The list implementation in LispE is homemade (see listes.h) and may need some explanations.

It is split in two classes: ITEM and LIST.

  • A LIST is composed of only two fields: home and item, with item being an ITEM element.
  • An ITEM is composed of a buffer, its size: sz and the position of the last element that was appended: last. status is a reference counter that indicates how many elements share this ITEM.

When a list is created, a LIST object is also created together with its ITEM object. The initial status value of this ITEM is 0. insert or push instructions will be processed as a push_back or an insert ITEM method. When the buffer is too small, a reserve is automatically called to enlarge the size of the buffer to accommodate new elements.

  1. Note that the status of an Element object is then handled in ITEM's methods.

  2. Note also that item is deleted and cleared only when status is zero.

cdr

The initial LIST object is created with its home field being set to 0: Every access to an element through an index will automatically add home to this index.

  //home is added to pos
  inline Element*& operator [](long pos) {
        return item->buffer[pos+home];
    }

   //Same to compute the size of the structure
    long size() {
        return item->last - home;
    }

When a cdr is applied to this list, a new LIST object is created. However this new LIST object will share the same item as the list to which cdr was applied and will set home to reflect the number of cdr that was applied:

    // The new LIST object shares the item
    // Its home value is the previous current home with the new position
    // The ITEM status is then incremented
    LIST(LIST& l, long pos) {
        home  = pos + l.home;
        item = l.item;
        //We modify the common reference counter
        item->status++;
    }

Hence: (cdddr a) will be handled through a LIST object with home = 3.

Sharing ITEM

Pushing or inserting a new element in the ITEM structure will of course be reflected in the variables that point to that structure through different calls to cdr. We also ensure that the structure is cleaned and deleted, only when status is set to zero.

When a LIST object based on a shared ITEM is deleted, we check the status of this element to delete it:

   //if item->status is zero, then we can safely delete item
   /// otherwise we simply decrement it...
    ~LIST() {
        if (!item->status)
            delete item;
        else
            item->status--;
    }

Final cleaning

The elements in a list are only cleaned when item is deleted, hence when the status is zero.


    void decrement() {
        if (status)
            return;
        for (long i = 0; i < last; i++) {
            buffer[i]->decrement();
        }
    }

Note that the decrement method can only decrement the elements when status is set to zero...

Double Reference Counter

The whole structure can be understood as a double reference counter. The LispE List object still handles its own status value, which is parallel to the status value handled by the ITEM class.

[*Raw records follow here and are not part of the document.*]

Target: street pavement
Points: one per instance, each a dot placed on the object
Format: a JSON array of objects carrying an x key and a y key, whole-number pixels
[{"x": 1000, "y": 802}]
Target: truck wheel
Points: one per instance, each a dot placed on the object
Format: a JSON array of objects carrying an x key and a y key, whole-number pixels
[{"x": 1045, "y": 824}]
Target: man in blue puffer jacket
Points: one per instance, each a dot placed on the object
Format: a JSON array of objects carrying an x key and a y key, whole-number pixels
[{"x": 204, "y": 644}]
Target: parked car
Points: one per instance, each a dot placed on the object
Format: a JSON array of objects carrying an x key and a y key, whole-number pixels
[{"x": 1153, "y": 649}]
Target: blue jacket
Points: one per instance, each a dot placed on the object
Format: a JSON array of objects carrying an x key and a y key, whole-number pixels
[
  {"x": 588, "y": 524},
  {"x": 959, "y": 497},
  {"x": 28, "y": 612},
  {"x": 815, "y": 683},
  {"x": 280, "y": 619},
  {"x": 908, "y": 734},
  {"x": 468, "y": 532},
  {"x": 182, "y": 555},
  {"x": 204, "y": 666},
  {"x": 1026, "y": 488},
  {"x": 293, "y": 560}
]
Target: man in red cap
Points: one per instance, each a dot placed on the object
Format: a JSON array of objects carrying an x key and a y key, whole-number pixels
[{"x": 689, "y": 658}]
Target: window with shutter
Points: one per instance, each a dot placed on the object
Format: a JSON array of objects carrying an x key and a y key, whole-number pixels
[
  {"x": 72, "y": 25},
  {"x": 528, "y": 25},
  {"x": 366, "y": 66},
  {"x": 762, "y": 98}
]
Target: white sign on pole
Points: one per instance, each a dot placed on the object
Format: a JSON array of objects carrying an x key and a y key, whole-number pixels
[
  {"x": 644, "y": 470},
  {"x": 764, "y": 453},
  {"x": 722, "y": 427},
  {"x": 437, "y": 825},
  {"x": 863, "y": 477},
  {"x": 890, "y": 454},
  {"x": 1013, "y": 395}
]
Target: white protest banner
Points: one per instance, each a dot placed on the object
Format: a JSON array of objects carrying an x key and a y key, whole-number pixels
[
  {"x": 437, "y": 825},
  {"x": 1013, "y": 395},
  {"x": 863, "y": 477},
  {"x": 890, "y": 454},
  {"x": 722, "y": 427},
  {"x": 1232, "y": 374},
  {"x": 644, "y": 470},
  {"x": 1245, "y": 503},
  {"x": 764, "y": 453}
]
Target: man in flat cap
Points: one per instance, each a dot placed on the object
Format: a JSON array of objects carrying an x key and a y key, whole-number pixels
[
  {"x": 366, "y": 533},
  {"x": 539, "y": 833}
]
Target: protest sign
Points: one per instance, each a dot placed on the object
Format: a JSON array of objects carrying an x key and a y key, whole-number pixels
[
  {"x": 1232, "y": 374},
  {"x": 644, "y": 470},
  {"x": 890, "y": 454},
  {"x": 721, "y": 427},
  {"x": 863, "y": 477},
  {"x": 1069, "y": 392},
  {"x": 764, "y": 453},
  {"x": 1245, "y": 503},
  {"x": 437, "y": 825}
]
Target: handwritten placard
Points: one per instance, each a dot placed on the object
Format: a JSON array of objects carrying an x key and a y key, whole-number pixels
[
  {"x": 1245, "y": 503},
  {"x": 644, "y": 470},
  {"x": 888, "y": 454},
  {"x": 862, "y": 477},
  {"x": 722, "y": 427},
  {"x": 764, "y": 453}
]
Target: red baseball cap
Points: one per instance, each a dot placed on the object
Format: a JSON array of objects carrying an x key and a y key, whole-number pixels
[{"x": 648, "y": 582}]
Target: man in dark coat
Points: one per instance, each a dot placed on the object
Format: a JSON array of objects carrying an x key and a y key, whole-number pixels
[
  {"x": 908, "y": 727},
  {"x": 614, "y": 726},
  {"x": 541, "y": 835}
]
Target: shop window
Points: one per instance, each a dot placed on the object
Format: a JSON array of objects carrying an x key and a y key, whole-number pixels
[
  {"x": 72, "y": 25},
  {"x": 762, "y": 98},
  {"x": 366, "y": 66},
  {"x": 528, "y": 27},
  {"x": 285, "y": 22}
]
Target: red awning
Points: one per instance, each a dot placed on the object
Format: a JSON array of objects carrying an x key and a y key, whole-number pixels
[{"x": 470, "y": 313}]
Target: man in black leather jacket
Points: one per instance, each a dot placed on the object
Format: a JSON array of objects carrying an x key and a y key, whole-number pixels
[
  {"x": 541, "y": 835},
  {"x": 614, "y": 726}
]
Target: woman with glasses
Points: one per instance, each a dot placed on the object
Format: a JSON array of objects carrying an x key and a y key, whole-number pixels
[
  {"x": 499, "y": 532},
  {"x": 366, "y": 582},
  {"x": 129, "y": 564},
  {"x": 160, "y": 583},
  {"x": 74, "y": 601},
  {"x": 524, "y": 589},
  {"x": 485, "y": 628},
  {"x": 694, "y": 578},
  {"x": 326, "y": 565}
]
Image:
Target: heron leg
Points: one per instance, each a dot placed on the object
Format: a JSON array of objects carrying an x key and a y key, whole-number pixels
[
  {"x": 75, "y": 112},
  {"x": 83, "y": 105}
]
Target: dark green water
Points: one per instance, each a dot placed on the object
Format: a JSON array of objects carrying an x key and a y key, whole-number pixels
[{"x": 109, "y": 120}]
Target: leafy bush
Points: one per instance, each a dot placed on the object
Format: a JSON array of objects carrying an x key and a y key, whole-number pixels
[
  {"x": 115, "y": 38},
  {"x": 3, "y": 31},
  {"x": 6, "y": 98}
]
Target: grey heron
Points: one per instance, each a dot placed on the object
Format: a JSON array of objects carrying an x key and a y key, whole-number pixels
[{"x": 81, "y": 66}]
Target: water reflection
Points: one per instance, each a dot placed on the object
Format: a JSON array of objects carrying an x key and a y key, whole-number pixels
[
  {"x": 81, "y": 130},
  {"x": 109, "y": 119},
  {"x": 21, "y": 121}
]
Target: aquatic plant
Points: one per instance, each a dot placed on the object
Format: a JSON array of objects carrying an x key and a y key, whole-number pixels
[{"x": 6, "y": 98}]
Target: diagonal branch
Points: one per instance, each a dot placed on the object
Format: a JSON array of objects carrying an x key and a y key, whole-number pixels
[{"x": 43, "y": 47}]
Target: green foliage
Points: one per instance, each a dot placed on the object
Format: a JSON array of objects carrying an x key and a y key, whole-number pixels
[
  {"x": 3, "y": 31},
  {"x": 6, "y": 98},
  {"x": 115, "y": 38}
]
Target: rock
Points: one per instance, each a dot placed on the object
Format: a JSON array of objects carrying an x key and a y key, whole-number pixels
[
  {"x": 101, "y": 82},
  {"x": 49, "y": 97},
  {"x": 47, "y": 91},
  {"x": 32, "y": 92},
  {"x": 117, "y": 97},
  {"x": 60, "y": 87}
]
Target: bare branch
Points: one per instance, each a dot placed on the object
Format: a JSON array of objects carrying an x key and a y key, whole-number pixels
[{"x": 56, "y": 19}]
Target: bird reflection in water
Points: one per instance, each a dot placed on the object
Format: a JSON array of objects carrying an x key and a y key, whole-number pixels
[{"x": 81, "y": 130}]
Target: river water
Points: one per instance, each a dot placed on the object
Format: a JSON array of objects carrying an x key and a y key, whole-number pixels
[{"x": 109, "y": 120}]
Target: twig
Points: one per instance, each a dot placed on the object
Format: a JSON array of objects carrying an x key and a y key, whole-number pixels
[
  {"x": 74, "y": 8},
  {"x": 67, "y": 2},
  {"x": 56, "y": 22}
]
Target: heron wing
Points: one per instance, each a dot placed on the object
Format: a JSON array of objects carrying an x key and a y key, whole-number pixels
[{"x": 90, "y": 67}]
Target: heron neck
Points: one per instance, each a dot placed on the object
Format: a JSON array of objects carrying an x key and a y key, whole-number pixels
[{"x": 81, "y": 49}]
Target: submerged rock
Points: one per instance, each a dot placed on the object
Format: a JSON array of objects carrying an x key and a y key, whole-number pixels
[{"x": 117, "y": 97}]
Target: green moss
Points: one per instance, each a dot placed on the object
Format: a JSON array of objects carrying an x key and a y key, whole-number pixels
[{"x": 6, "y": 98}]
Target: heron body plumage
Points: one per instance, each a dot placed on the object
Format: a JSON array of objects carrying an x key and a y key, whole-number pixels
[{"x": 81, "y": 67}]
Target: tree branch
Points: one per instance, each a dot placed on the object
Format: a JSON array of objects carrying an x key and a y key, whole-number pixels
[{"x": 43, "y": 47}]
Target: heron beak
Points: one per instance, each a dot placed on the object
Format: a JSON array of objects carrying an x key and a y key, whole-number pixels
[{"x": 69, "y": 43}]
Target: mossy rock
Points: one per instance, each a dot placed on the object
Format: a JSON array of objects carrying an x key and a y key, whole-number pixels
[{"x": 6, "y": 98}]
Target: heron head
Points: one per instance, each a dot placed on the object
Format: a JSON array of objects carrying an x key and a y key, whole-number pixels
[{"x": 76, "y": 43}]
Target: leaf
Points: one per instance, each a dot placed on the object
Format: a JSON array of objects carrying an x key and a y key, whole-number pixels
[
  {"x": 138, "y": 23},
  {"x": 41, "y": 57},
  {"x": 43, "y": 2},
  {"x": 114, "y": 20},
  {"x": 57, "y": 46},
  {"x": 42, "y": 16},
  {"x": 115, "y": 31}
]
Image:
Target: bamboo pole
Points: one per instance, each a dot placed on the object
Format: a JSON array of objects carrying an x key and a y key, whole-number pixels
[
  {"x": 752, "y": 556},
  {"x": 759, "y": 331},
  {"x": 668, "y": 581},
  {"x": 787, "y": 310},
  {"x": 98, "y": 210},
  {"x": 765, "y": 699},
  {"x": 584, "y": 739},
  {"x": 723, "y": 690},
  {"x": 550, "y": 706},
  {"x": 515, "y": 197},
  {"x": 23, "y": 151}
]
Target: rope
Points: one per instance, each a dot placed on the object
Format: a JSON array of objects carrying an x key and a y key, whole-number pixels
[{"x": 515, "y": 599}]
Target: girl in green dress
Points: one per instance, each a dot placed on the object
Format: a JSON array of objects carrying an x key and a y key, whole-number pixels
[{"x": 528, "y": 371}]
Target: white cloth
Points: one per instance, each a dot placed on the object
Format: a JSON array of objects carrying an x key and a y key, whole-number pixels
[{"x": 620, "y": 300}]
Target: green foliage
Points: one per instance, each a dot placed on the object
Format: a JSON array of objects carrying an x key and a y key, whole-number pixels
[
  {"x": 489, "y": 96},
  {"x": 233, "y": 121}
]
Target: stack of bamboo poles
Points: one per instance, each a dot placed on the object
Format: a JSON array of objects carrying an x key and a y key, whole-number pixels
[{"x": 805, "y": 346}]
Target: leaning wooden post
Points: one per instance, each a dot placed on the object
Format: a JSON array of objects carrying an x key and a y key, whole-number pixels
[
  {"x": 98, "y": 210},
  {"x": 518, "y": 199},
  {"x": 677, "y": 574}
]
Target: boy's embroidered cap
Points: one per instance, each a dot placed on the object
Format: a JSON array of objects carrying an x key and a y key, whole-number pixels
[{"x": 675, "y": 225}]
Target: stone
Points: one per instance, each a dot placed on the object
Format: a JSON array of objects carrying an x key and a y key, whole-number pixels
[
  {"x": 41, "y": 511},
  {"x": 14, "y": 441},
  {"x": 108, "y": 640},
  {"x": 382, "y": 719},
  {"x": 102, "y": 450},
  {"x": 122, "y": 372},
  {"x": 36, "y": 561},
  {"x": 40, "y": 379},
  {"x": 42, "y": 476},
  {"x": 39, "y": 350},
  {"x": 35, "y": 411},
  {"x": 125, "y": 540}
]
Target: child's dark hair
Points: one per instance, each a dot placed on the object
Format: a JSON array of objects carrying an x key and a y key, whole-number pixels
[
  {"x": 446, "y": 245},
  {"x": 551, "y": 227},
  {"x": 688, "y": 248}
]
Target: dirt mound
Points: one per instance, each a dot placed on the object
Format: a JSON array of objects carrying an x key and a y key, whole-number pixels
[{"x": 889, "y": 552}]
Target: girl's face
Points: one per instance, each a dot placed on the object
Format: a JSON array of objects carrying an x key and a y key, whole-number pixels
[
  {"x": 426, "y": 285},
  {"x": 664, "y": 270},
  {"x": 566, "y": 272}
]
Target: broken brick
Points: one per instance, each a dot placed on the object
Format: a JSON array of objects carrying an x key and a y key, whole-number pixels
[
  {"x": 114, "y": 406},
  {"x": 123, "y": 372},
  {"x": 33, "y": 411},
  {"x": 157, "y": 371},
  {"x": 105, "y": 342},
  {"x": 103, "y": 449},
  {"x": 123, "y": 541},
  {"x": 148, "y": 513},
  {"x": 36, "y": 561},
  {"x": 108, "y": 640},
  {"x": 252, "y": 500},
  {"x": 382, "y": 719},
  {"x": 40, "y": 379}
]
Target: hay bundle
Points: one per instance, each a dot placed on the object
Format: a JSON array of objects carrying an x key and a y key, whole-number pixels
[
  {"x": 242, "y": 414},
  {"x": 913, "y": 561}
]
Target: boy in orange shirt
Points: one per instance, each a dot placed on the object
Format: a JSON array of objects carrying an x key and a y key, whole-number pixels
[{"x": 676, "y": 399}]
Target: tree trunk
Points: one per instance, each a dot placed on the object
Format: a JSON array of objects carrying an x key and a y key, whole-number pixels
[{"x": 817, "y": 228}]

The very interesting point in this implementation is that traversing the structure is almost never necessary. For instance, the management of the Element status in the buffer is done once when the elements are stored in the structure. When you add a List into another List, you only need to increment its own status.

The only case, when this structure is less efficient is when you need to insert an element at the head. In this case, we need to move all elements one step forward, which in a buffer is quite simple and efficient:

        //we move all elements one step forward
        for (long i = last; i > pos; i--) {
            buffer[i] = buffer[i-1];
        }
        buffer[pos] = val;
        last++;

This is the reverse of regular Lisps where adding an element at the head is faster than at the end. However the above lines are usually compiled into very efficient machine code, which makes the whole operation quite fast.